Python library cnvlib:

  • Logging is now done with the Python standard library's logging module, making it easier to silence or redirect status messages. In particular, unit tests run more quietly. (#52)
  • Internal refactoring (including new features in GenomicArray, RegionArray, VariantArray) resulting in changes to the cnvlib API , as well as some performance improvements.

Version 0.7.2

09 Oct 20:58
Compare
Choose a tag to compare

A variety of mostly minor improvements and bug fixes over v0.7.1.

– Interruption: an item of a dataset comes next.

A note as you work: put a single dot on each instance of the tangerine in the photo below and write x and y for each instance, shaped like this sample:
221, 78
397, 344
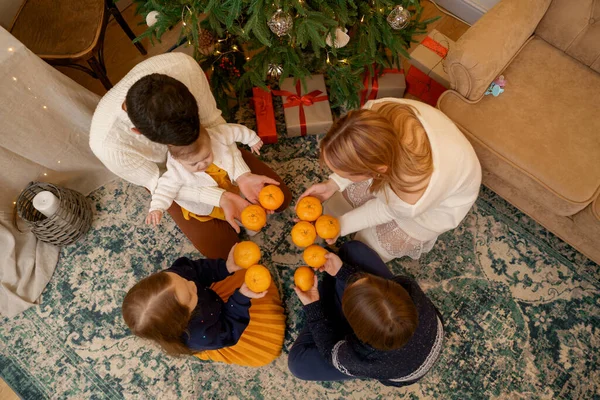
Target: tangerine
258, 278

segment, gainloss, segmetrics:

  • Don't exclude very-low-coverage bins from calculations by default; instead,
    expose this option as --drop-low-coverage. (This option usually helps on
    tumor samples with some normal contamination, but leads to problems on
    germline samples with homozygous deletions.)

segment:

  • Output .cns files now have a "weight" column which is the mean of the weights
    of the bins it covers.
  • Output of the 'haar' segmentation method now has each segment's gene names
    listed, as with the other methods.
  • Fixed a bug where every segment's probe count (the "probes" column) could be
    overwritten with the _ character. (#53; thanks @chapmanb)

segmetrics:

  • Each statistic is now printed in its own column, instead of squeezing all
    stats into the "gene" column. The confidence/prediction interval stats get
    two columns, _lo and _hi (lower and upper bound).

loh, scatter:

  • Given a VCF called on a tumor-normal pair, use the paired normal to select
    appropriate germline SNPs for plotting.

export:

  • New format "nexus-ogt" combines bin-level copy number ratios with b-allele
    frequencies given a VCF and a .cnr file. This replaces "nexus-basic" with the
    -v option that was introduced in v0.7.1; "nexus-ogt" stores the same info
    but can be viewed in BioDiscovery Nexus Copy Number without any special
    configuration (load it as the "Custom-OGT" data format).
  • Renamed bed option --show-neutral to --show-all.
  • vcf option -g/--gender now works properly for identifying CNVs on sex
    chromosomes.

call:

  • Fixed the threshold method to calculate absolute copy number on sex
    chromosomes correctly. (#49; thanks @tskir)

Version 0.7.1

30 Sep 18:25
Compare
Choose a tag to compare

This is primarily a bugfix release. Many more unit test cases were added to the automated test suite. Code coverage is now monitored at Codecov (thanks @stevepeak).

export nexus-basic:

  • New optional argument -v/--vcf extracts SNV b-allele frequencies from the given VCF file, matches them to the bins in the .cnr file, and prints an additional "baf" column in the output table. These allele frequencies can then be viewed in Nexus Copy Number, similar to a SNP array.

call:

  • Fixed a bug in the threshold method where the copy number of haploid chromosomes was twice what it should be. The clonal method already handled these chromosomes properly. (#49)

reference:

  • Handle blank/empty antitarget BED and coverage (.cnn) files. This was a regression from earlier releases in v0.7.0. (#51)
  • When calculating GC and RepeatMasker values, catch invalid BED ranges that extend beyond the length of the chromosome and raise an informative error. This would error before, too (in ngfrills.faidx), but the message would be baffling.

fix:

  • Catch duplicated target ranges, e.g. the exact same bait labeled with two different gene names, and report those ranges in the error message. The target command's --split option should usually fix these, but sometimes it's not used.